Brian Evenson’s Fugue State is a case in point. This is a collection of short stories, 19 in total, that flit across all manner of tropes and styles. You’ll find one story reminds you of Paul Auster, another of Murakami, another of Willy Vlautin, another still of someone like Jeff VanderMeer. There are illustrations by Zak Sally (formerly the bassist in Low, these days a graphic novelist of no small renown, probably best known for his Sammy the Mouse series). It’s a brilliant, mesmerising collection of short fiction, the kind of book you read with your face too close to the print (the literary equivalent of being on the edge of your seat).

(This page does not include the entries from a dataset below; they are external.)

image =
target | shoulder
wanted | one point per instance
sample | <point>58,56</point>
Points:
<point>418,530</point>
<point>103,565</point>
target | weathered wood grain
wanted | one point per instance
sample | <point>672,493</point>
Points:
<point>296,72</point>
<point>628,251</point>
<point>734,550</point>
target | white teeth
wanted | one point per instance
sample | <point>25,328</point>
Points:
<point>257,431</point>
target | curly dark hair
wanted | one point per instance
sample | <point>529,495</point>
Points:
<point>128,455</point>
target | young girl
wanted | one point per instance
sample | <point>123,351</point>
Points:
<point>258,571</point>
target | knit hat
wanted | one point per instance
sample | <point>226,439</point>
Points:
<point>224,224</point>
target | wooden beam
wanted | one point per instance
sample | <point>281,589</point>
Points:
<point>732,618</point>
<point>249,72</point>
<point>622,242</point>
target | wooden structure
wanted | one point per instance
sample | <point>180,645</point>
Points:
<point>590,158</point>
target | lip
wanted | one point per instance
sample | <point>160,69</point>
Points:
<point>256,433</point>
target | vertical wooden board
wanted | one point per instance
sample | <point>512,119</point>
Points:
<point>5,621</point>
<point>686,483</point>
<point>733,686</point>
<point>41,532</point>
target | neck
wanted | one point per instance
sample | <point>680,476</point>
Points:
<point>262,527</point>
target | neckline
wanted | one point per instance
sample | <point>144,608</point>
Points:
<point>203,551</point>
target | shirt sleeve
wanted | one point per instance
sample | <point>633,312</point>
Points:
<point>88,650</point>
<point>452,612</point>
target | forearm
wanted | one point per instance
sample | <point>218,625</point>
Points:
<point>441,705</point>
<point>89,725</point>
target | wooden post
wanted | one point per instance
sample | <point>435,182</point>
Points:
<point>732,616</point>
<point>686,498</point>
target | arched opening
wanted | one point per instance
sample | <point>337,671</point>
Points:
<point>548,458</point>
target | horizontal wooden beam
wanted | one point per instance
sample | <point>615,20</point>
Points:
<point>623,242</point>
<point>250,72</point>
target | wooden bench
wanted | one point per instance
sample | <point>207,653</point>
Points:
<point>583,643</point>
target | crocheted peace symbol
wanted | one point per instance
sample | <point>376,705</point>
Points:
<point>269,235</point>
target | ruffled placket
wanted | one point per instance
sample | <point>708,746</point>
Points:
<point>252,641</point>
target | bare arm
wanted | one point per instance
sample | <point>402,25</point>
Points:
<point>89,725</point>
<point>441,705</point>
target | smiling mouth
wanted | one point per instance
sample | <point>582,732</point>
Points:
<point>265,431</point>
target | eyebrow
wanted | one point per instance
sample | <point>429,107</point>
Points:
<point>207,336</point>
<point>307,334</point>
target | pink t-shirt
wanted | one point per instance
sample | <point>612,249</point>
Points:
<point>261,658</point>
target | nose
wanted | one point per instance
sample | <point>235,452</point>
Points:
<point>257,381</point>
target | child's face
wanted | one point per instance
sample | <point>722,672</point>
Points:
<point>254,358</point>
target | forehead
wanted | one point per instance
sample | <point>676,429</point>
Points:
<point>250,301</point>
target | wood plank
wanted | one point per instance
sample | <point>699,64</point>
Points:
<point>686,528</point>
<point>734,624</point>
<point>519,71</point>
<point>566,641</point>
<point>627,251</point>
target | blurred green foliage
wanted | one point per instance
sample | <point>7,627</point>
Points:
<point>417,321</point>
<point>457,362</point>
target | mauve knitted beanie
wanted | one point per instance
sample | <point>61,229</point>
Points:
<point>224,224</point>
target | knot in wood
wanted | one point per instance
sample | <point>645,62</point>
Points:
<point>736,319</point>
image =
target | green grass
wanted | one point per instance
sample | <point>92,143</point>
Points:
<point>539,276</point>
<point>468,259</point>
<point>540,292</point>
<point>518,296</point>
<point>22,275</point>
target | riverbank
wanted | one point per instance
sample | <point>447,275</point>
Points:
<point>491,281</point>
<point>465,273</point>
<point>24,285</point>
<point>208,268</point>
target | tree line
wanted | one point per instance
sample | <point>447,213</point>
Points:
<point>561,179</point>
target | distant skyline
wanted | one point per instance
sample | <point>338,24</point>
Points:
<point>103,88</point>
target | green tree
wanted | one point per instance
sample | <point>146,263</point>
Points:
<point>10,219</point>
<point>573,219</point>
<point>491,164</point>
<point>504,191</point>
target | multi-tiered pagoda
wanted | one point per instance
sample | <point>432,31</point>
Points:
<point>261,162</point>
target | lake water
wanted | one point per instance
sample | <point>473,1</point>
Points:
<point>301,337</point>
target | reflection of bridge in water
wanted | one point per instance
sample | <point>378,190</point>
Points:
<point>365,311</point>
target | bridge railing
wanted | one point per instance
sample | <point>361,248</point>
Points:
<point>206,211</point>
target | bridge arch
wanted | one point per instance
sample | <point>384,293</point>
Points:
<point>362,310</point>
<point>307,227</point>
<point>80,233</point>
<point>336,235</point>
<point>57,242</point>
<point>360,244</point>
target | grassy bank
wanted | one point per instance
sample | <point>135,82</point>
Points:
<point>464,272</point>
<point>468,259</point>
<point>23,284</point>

Consider ‘Invisible Box’, the first story in the collection I read, which appears midway through the book (I have quite a bad habit when it comes to short story collections – I read them out of order according to either the length of the story or where I am – if I’m on a bus with ten minutes to my destination I’ll start a story I can finish rather than the obvious next one in succession). A woman sleeps with a mime. The sex isn’t great but, during, the mime places a box about her that, in the weeks and months following, remains about her, poisoning her sleep. The story almost-climaxes with the woman walking the streets at night looking for another mime to either kill or fuck (she can’t decide which).

Consider ‘Helpful’, a story concerning a man struck blind in an accident who comes to resent his wife’s kindnesses. Never has a final line (‘It would be an understatement to say that her reaction was not precisely what he had anticipated.’) hit home as powerfully as the final line of that story did (it’s the short story equivalent of when Jon Stewart says ‘BOOM!’ on The Daily Show).

These are merely two gems selected from what is a veritably jam-packed treasure trove of gems. Evenson has a thing about faces and faces changing (‘Bauer in the Tyrol’, for example, and ‘Desire with Digressions’ feature faces of fluctuating features) and bureaucracies – Evenson’s narrators are frequently mediated by representatives of faceless, shadowy organisations or haunted by ghostly shadows who may be pulling the narrator’s strings or may not even exist, may be figments of the narrator’s damaged mental health (such as we see in ‘An Accounting’, the award-winning ‘A Pursuit’ and the EC Comics influenced ‘Alfons Kuylers’). There are disasters and catastrophes ‘off-camera’, world-shaping illnesses that leave the almost-dead in ditches (‘The Adjudicator’) or forced to re-enact quickly forgotten actions over and over and over again (as in the Memento-esque ‘Fugue State’). One story – ‘Dread’ – is an out-and-out collaboration between Evenson and Sally, in which a man is haunted by a phrase he once read in a book he’d forgotten reading.

All told, then, Fugue State is an absolute must-read collection of stories. More than this, though, Fugue State is one of those collections of short stories that may be slipping beneath the radar (unlike, say, Wells Towers’ recent collection which appears to be the book of short stories du jour, the one collection of short stories that everyone in the literati has read this year), which makes it all the more valuable.

 Any Cop?: Not only one of the best collections of short stories I’ve read this year – one of the best books, full stop. Essential.